LAFCA wasn’t even founded until 1975, so there wasn’t much excitement in 1967. Instead, I’ll briefly address the year’s remaining Oscar nominees, none of whom really merits in-depth discussion; it wasn’t a very strong year for the category. There was Mildred Natwick, who was 62 at the time, dispensing homespun wisdom as Jane Fonda’s mother in the humdrum movie adaptation of Neil Simon’s Barefoot In The Park. She’s very likeable in the role, but hardly memorable; file that one under Essentially Honorary, acknowledging Natwick’s work in earlier films like She Wore A Yellow Ribbon, The Quiet Man, and The Court Jester. Virtually the entire principal cast of Guess Who’s Coming To Dinner was nominated—one actor in each of the four categories, à la Silver Linings Playbook last year—and that included Beah Richards, who was among the very few black nominees of that era (or any era, really). It’s hard not to respect her impassioned dignity as Sidney Poitier’s mother, especially opposite Best Actress winner Katharine Hepburn, but like everybody else in that creaky historical time capsule, she’s given little to do apart from speechifying.
And then there’s Carol Channing in Thoroughly Modern Millie, doing her certifiably insane Carol Channing thing. Channing is a taste only a select portion of the population can acquire, and I frankly don’t feel qualified to assess whether this particular decrepit-baby-doll routine, delivered with her standard scary gusto, eyes bulging and helium voice rasping, is superior or inferior to anything or anybody else. Surely the New York and Los Angeles critics would have found more worthy candidates than these.
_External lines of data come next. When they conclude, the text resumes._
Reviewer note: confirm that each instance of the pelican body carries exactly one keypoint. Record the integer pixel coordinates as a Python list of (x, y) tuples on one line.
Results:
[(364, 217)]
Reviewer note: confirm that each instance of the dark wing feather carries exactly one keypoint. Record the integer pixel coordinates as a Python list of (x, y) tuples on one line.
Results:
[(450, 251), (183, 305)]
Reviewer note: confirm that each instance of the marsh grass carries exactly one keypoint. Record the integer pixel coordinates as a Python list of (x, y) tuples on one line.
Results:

• National Society Of Film Critics: Marjorie Rhodes, The Family Way
I’d never even heard of The Family Way, a British film adapted from a play by Bill Naughton, who also wrote Alfie (both play and movie). The story, unimaginable today, involves newlyweds who can’t consummate their marriage when their honeymoon plans fall apart; Hayley Mills was the star, and Rhodes plays her mother (opposite her real-life father, John Mills). Judging from the evidence here, Rhodes was the U.K.’s equivalent of Marjorie Main—either that, or there was just some bizarre gumption-related malady afflicting all women named Marjorie back then. In any case, it’s a typically offbeat choice for the NSFC, in the group’s second year of existence, but a defensible one: Rhodes gives the most dramatic performance in what’s essentially a comedy, playing a woman who’s fiercely protective of her child and fed up with her husband’s unthinking callousness. In the context of the era, this was pretty clearly a vote for feminism, but Rhodes does a fine job of ensuring that her character comes across as a human being rather than a mission statement; she also delivers an endless series of crusty anecdotes, including one about her experience accidentally wandering into a men’s room as a young girl: “Two lines of men all wearing raincoats, with the stooped backs and their bloomin’ heads sunk forward, as if they expected to be shot in the back at any moment. If ever I have a nightmare, you can bet your life that comes into it.” Credit Naughton for the pungent dialogue, but Rhodes makes it sing by never acknowledging that it’s funny.